Pratiquement, qu’allons-nous faire ? 
Quiconque étudie la théologie fondamentale doit tout d’abord opérer intérieurement une sorte de grand écart : cela consiste d’une part à avoir un pied dans la sphère théologique, les grandes questions auxquelles elle tente de répondre et un autre, dans le monde de tous les jours, notre époque avec ses pratiques et ses idées. Cette première contorsion semble être une base essentielle, c’est par elle que le discours de la théologie fondamentale prend naissance. Puis, toute la dynamique de notre blog consistera à tenter de lier ces deux univers. Nous aurons ainsi à coeur de mener une réflexion qui tiendra compte des courants - philosophiques et théologiques - de notre temps et proposera une réponse chrétienne aux aspirations, aux élans, aux sensibilités qui fondent ces derniers. Avec cela, nous pourrons aussi partir de l’une ou l’autre conception glanée dans la presse ou bien dans une réaction à cet article, pour tenter de voir ce que la théologie chrétienne et catholique peut répondre. Nous passerons ainsi notre temps à fabriquer intellectuellement ce qu’un prêtre tente d’être toute sa vie : à sa mesure, à notre mesure, un pont entre Dieu et les hommes. 

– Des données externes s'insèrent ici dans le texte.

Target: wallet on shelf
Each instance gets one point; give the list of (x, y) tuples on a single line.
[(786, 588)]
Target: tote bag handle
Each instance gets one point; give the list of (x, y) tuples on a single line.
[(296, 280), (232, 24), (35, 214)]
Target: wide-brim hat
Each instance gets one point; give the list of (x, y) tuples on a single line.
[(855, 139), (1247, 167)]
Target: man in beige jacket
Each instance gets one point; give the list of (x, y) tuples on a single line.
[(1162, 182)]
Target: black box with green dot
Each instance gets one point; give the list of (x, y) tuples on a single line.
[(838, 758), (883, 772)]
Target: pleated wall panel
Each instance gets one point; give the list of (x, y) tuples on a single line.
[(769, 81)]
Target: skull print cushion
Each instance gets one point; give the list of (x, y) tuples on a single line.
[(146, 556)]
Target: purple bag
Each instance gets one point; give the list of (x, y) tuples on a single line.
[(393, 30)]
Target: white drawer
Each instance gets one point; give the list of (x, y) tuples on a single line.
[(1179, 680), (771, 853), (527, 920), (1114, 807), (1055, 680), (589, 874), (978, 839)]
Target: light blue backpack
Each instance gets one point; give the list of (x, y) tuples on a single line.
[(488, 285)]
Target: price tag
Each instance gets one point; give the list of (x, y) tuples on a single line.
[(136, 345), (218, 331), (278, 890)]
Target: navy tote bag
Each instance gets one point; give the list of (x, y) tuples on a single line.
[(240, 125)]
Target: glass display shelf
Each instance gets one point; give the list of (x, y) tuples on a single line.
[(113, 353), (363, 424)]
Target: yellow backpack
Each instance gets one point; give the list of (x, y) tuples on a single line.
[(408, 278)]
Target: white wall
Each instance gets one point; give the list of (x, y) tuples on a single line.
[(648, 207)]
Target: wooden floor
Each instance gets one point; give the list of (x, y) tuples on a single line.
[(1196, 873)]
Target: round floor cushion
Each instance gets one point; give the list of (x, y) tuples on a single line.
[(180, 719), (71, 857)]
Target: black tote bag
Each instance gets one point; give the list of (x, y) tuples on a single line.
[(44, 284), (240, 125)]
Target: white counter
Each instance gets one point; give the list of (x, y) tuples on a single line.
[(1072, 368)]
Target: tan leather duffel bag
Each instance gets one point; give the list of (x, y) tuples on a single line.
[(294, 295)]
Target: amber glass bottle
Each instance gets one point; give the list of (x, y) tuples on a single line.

De fait, notre démarche suppose d’une part une grande honnêteté intellectuelle vis-à-vis des conceptions philosophiques et théologiques qui serons abordées mais aussi un profond respect de la foi de chacun, quelque soit sa religion ou l’idée qu’il a de Dieu. Tout lecteur pourra donc écrire librement ses réflexions dans ce blog et j’essaierai, avec le plus simplicité et de discernement d’apporter un éclairage chrétien pour notre temps.